Kigali — The UK based firm, De La Rue has been approved to make state-of the-art Rwandan electronic driving licenses.
The project has been attached to the ongoing national identity card project that De La Rue is already undertaking.
This comes after the parliament; lower chamber of deputies passed the bill to issue the new electronic driving licenses to cost Rwf50, 000(close to $92) each while the old one costs half of it.
However, the public has expressed worries on the cost of the new driving permit saying that it is too expensive to afford.
The officials attribute the final price of the permit to the costly technology and material used in manufacturing.
They also say that the government wanted the state of art driving permit to prevent duplication. This is meant to store the owner's information in the country's database for national security reasons.
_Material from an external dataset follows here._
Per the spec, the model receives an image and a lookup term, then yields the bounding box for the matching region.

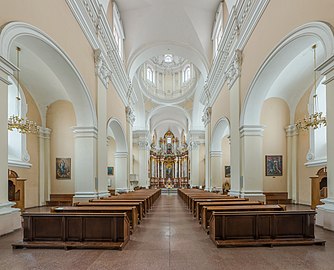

De La Rue won the tender worth $18million to work on the two projects. Officials say that works to write the new driving license will start immediately after the national IDs are issued.
The cabinet had earlier wished to join the national identity card and the driving license in a single bag but because of lack of devices to read them, the proposal has been rejected.
In addition, Rwanda signed the international road safety convention that prohibits embedding driving license to other personal identification documents. However, officials say that in future, the two may be merged together.
All the driving license categories in Rwanda will be required to be electronic and the new categories that did not exist before such as A1 for the handicapped motorists and B1 for vehicles will be issued on the same technology and cost.